* SHUTDOWN_crash and vcpu deferrals
@ 2009-02-20 21:01 John Levon
2009-02-20 21:35 ` Keir Fraser
0 siblings, 1 reply; 7+ messages in thread
From: John Levon @ 2009-02-20 21:01 UTC (permalink / raw)
To: xen-devel
If an HVM guest is waiting for an ioemu assist, when qemu isn't running, and
domain_shutdown(SHUTDOWN_crash) is called, then the domain isn't crashed
properly:
446 void domain_shutdown(struct domain *d, u8 reason)
447 {
...
466 for_each_vcpu ( d, v )
467 {
468 if ( v->defer_shutdown )
469 continue;
Nothing will ever end the deferral. I added code to bust through the
deferral if SHUTDOWN_crash was the reason, and it seemed to help, but
I'm not sure it's the right fix.
regards
john
^ permalink raw reply [flat|nested] 7+ messages in thread
* Re: SHUTDOWN_crash and vcpu deferrals
2009-02-20 21:01 SHUTDOWN_crash and vcpu deferrals John Levon
@ 2009-02-20 21:35 ` Keir Fraser
2009-02-20 22:03 ` John Levon
0 siblings, 1 reply; 7+ messages in thread
From: Keir Fraser @ 2009-02-20 21:35 UTC (permalink / raw)

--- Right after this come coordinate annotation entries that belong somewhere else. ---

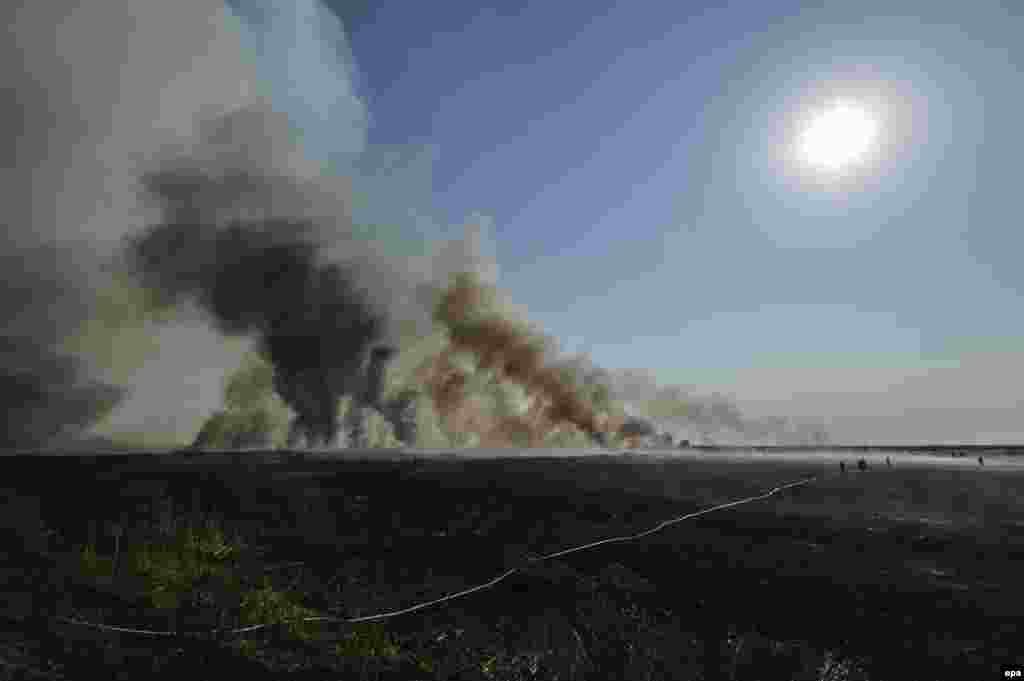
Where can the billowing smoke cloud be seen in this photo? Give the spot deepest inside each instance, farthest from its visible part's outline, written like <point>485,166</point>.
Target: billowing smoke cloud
<point>87,90</point>
<point>515,354</point>
<point>249,247</point>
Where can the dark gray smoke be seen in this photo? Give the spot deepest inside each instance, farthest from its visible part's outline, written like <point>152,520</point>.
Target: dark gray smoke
<point>220,244</point>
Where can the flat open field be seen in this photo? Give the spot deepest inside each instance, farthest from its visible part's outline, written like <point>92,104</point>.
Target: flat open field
<point>861,576</point>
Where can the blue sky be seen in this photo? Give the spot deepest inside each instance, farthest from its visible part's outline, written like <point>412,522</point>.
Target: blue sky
<point>625,155</point>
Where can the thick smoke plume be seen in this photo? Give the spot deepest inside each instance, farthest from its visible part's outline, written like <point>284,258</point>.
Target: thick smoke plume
<point>515,354</point>
<point>223,244</point>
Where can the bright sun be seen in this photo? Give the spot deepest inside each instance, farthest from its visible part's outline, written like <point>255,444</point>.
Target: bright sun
<point>838,137</point>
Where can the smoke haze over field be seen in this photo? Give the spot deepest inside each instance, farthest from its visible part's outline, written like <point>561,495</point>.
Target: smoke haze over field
<point>173,155</point>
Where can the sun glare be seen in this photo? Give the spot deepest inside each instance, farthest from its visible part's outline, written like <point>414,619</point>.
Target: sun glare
<point>838,137</point>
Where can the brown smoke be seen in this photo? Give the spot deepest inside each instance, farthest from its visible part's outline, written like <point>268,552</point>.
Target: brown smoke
<point>515,354</point>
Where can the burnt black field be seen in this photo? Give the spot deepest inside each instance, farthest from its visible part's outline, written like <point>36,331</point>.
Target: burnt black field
<point>910,567</point>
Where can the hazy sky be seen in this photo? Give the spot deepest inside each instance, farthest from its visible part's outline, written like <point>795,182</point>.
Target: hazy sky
<point>626,155</point>
<point>627,161</point>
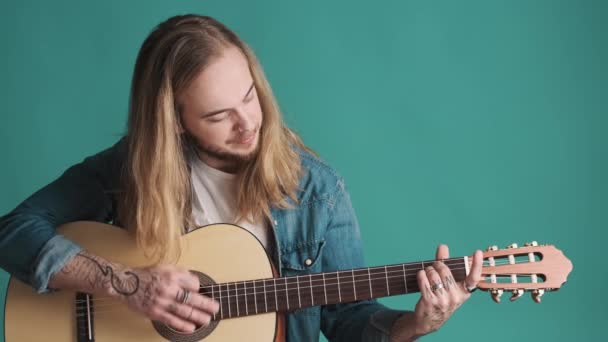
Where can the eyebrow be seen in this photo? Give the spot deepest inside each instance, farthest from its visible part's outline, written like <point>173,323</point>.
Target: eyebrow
<point>225,109</point>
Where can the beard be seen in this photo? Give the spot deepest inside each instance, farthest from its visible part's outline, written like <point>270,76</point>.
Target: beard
<point>236,160</point>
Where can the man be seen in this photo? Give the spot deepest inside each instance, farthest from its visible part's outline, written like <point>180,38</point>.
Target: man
<point>206,144</point>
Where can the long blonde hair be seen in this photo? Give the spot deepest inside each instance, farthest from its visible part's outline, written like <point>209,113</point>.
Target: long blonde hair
<point>157,204</point>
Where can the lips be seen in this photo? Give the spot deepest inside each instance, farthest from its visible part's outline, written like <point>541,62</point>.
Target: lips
<point>246,139</point>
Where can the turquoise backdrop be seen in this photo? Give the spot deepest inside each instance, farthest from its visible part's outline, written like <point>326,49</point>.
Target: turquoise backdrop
<point>462,122</point>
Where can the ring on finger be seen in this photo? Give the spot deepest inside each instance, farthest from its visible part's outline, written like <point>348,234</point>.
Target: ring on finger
<point>191,311</point>
<point>184,297</point>
<point>436,286</point>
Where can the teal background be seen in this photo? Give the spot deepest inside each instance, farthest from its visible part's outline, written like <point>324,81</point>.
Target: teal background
<point>468,123</point>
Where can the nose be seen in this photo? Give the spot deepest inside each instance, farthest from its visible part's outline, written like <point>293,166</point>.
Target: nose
<point>244,122</point>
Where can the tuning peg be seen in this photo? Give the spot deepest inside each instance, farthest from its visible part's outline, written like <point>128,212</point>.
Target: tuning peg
<point>516,294</point>
<point>496,295</point>
<point>536,294</point>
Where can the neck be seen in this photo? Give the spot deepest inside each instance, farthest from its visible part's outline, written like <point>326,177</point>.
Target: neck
<point>290,293</point>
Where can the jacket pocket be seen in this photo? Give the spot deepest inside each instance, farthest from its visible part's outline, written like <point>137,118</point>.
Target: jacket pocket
<point>302,258</point>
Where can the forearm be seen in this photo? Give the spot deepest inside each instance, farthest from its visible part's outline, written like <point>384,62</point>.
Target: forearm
<point>92,274</point>
<point>405,329</point>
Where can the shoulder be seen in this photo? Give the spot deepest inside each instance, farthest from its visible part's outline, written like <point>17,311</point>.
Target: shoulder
<point>319,181</point>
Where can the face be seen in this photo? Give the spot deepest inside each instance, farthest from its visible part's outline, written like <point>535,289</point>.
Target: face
<point>221,111</point>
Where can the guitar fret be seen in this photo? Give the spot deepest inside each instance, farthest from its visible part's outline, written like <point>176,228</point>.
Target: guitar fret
<point>404,278</point>
<point>286,294</point>
<point>312,298</point>
<point>276,301</point>
<point>213,297</point>
<point>370,284</point>
<point>388,291</point>
<point>229,310</point>
<point>221,304</point>
<point>265,298</point>
<point>246,300</point>
<point>238,312</point>
<point>324,288</point>
<point>255,297</point>
<point>339,292</point>
<point>354,284</point>
<point>299,297</point>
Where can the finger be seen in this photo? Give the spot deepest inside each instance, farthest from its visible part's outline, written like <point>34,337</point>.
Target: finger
<point>186,312</point>
<point>434,281</point>
<point>204,303</point>
<point>445,275</point>
<point>424,285</point>
<point>174,321</point>
<point>474,276</point>
<point>443,252</point>
<point>189,281</point>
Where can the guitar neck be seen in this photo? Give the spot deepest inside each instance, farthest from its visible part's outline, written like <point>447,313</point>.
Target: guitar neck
<point>290,293</point>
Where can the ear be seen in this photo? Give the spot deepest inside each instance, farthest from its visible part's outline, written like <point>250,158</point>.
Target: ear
<point>179,121</point>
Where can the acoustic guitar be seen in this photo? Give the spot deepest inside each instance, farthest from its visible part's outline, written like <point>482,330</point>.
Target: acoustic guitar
<point>235,270</point>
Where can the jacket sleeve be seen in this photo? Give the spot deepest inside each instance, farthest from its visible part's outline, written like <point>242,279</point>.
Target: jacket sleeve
<point>30,248</point>
<point>359,321</point>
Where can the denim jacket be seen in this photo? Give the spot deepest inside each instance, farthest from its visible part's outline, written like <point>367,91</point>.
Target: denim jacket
<point>322,228</point>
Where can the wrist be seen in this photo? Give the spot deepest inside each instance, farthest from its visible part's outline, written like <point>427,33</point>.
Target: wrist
<point>406,329</point>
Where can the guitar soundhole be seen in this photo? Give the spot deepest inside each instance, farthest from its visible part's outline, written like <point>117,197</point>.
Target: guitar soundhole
<point>200,332</point>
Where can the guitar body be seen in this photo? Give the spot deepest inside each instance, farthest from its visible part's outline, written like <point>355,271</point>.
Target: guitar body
<point>225,253</point>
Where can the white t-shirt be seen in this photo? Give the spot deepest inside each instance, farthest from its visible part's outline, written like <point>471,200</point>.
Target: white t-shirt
<point>215,201</point>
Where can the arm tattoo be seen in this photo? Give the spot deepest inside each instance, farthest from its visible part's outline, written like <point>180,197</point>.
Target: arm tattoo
<point>125,287</point>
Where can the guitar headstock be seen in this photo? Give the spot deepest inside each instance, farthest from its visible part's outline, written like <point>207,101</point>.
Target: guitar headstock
<point>535,268</point>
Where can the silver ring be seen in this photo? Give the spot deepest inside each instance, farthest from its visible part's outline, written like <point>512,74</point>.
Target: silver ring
<point>185,297</point>
<point>191,310</point>
<point>437,286</point>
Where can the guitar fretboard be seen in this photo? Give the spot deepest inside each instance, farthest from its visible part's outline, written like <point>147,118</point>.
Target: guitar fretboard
<point>289,293</point>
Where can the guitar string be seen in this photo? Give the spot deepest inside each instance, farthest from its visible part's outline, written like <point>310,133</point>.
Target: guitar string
<point>448,262</point>
<point>260,289</point>
<point>394,281</point>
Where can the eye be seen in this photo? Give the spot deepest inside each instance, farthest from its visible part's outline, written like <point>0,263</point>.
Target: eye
<point>250,96</point>
<point>217,117</point>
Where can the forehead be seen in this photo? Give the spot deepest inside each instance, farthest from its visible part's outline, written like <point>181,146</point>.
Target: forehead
<point>222,83</point>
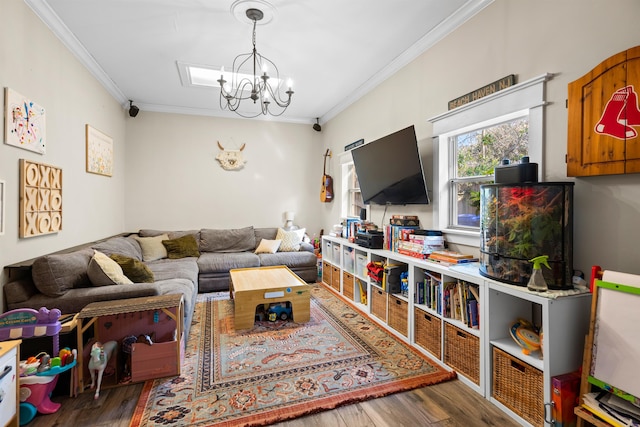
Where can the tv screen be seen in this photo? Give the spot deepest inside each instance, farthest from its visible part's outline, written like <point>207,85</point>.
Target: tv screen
<point>390,170</point>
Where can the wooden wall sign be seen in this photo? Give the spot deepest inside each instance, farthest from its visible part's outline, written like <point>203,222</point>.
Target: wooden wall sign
<point>496,86</point>
<point>40,199</point>
<point>604,118</point>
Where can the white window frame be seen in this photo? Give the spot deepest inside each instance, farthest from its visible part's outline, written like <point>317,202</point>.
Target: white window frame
<point>526,96</point>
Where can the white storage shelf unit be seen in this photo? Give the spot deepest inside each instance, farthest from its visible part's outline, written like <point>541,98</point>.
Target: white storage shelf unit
<point>500,306</point>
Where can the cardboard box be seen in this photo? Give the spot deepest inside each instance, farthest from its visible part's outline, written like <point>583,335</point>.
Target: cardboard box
<point>564,395</point>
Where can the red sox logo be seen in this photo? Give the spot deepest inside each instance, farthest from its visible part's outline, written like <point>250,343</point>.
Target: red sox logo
<point>620,113</point>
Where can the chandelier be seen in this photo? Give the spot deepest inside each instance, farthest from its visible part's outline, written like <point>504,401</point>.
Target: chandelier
<point>246,82</point>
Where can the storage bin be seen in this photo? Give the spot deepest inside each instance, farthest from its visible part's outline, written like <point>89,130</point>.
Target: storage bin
<point>428,331</point>
<point>335,255</point>
<point>462,352</point>
<point>327,251</point>
<point>398,314</point>
<point>361,265</point>
<point>348,259</point>
<point>518,386</point>
<point>379,303</point>
<point>348,283</point>
<point>335,277</point>
<point>326,273</point>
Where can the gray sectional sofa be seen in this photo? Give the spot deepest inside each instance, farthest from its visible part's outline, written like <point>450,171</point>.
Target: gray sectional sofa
<point>64,279</point>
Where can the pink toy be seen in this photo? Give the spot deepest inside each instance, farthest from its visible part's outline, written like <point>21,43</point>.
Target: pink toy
<point>99,357</point>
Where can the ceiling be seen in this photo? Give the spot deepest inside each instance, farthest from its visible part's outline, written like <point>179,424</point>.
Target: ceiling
<point>335,51</point>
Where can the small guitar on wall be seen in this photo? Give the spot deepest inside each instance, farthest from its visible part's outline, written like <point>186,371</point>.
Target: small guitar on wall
<point>326,194</point>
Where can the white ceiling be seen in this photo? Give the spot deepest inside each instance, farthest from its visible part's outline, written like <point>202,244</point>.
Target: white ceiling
<point>334,50</point>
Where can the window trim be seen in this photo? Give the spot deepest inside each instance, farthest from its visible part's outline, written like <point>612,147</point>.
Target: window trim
<point>529,95</point>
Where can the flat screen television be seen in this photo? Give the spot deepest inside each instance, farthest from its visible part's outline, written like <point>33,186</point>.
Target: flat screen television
<point>390,170</point>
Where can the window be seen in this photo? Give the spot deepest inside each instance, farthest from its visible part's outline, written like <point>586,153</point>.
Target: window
<point>351,196</point>
<point>471,140</point>
<point>474,155</point>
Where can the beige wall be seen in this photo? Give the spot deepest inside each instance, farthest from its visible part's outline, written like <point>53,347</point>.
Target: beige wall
<point>527,38</point>
<point>175,182</point>
<point>37,65</point>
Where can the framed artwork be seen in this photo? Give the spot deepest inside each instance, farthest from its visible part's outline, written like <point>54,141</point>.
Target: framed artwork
<point>40,199</point>
<point>99,152</point>
<point>3,186</point>
<point>24,122</point>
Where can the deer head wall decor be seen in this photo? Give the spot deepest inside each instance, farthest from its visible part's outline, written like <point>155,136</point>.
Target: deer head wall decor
<point>230,159</point>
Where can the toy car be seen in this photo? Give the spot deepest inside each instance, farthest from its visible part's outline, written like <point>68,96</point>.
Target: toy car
<point>281,310</point>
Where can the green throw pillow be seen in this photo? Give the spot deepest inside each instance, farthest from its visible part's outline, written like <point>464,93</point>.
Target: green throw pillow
<point>182,247</point>
<point>134,269</point>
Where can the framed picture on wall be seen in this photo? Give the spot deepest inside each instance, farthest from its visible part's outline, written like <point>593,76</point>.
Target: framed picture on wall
<point>2,205</point>
<point>99,152</point>
<point>24,122</point>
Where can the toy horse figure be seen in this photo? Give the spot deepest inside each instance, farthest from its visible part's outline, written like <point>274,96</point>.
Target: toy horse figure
<point>100,355</point>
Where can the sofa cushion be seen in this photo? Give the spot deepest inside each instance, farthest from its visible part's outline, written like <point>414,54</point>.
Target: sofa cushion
<point>103,271</point>
<point>126,246</point>
<point>152,247</point>
<point>291,240</point>
<point>134,269</point>
<point>166,269</point>
<point>230,240</point>
<point>182,247</point>
<point>55,274</point>
<point>147,232</point>
<point>268,246</point>
<point>268,233</point>
<point>212,262</point>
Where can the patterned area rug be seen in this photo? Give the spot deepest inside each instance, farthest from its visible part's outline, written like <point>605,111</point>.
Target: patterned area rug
<point>281,370</point>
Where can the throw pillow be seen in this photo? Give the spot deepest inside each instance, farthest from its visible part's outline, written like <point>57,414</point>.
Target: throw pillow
<point>182,247</point>
<point>134,269</point>
<point>103,271</point>
<point>152,247</point>
<point>291,240</point>
<point>268,246</point>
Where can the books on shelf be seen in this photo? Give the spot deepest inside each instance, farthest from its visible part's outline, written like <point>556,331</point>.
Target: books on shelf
<point>461,301</point>
<point>603,405</point>
<point>448,257</point>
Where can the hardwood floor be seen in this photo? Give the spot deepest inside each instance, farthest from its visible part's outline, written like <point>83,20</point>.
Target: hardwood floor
<point>448,404</point>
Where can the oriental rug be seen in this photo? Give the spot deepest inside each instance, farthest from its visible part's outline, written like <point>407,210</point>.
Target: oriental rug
<point>281,370</point>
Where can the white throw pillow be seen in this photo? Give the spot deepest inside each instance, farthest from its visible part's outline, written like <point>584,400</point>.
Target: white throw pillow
<point>268,246</point>
<point>104,271</point>
<point>152,247</point>
<point>291,240</point>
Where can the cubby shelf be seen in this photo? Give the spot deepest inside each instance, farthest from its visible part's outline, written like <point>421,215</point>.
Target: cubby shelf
<point>453,344</point>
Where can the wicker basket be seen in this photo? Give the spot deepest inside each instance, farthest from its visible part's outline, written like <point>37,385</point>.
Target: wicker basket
<point>518,386</point>
<point>462,352</point>
<point>379,303</point>
<point>398,313</point>
<point>348,283</point>
<point>428,331</point>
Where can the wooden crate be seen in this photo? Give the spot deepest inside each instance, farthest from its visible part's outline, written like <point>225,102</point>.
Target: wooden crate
<point>428,331</point>
<point>335,277</point>
<point>348,283</point>
<point>154,361</point>
<point>462,352</point>
<point>518,386</point>
<point>398,314</point>
<point>379,303</point>
<point>326,273</point>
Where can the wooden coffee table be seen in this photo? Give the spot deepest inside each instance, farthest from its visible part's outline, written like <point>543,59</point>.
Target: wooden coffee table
<point>264,285</point>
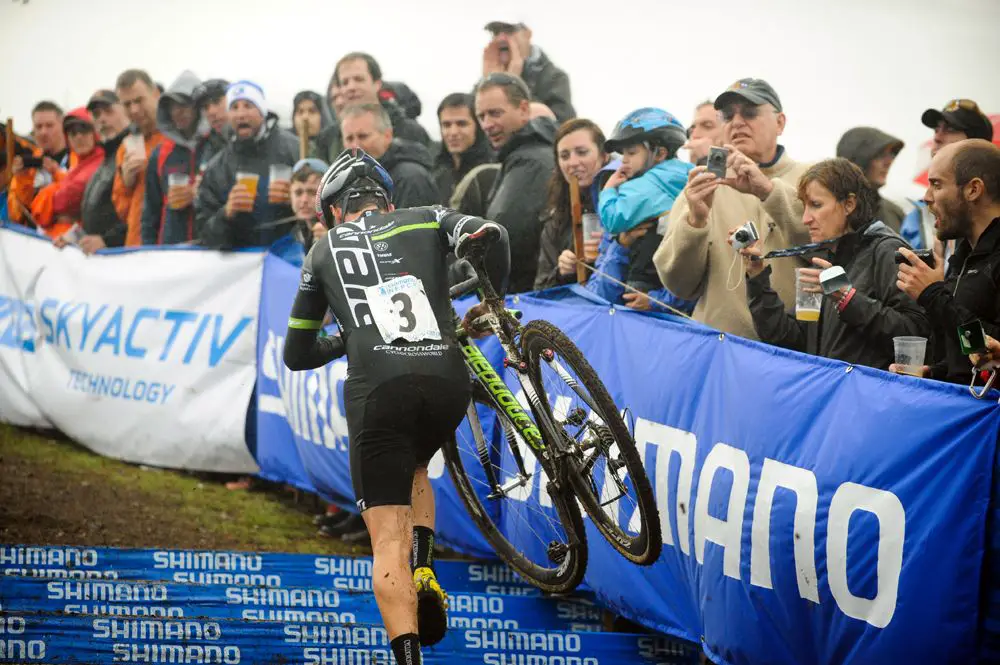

To: John Levon, xen-devel@lists.xensource.com
On 20/02/2009 21:01, "John Levon" <levon@movementarian.org> wrote:
> If an HVM guest is waiting for an ioemu assist, when qemu isn't running, and
> domain_shutdown(SHUTDOWN_crash) is called, then the domain isn't crashed
> properly:
>
> Nothing will ever end the deferral. I added code to bust through the
> deferral if SHUTDOWN_crash was the reason, and it seemed to help, but
> I'm not sure it's the right fix.
Hm. If qemu is down you're kind of screwed anyway. Even a non-crashed guest
will likely hang. If you care about that eventuality (i.e., you believe qemu
problems are possible/likely and need to detect them, defend against them,
or whatever), would it be better to have tools try to detect it through
keepalives or something, and basically tackle that class of problem head on?
If you want the hack, I think what you're doing is probably about right. I'd
have to go back over that code again to be exactly sure though, since it's a
bit subtle.
Personally I think a dead qemu is pretty bad, and bugs leading to such
should simply be found and fixed (oh for a perfect world :-). That bad
things happen to a guest, like SHUTDOWN_crash hanging, after qemu is dead...
I'd just live with that -- a worse thing has *already* happened to that
guest's virtualisation environment.
-- Keir
^ permalink raw reply [flat|nested] 7+ messages in thread
* Re: SHUTDOWN_crash and vcpu deferrals
2009-02-20 21:35 ` Keir Fraser
@ 2009-02-20 22:03 ` John Levon
2009-02-21 9:01 ` Keir Fraser
2009-02-23 16:51 ` Ian Jackson
0 siblings, 2 replies; 7+ messages in thread
From: John Levon @ 2009-02-20 22:03 UTC (permalink / raw)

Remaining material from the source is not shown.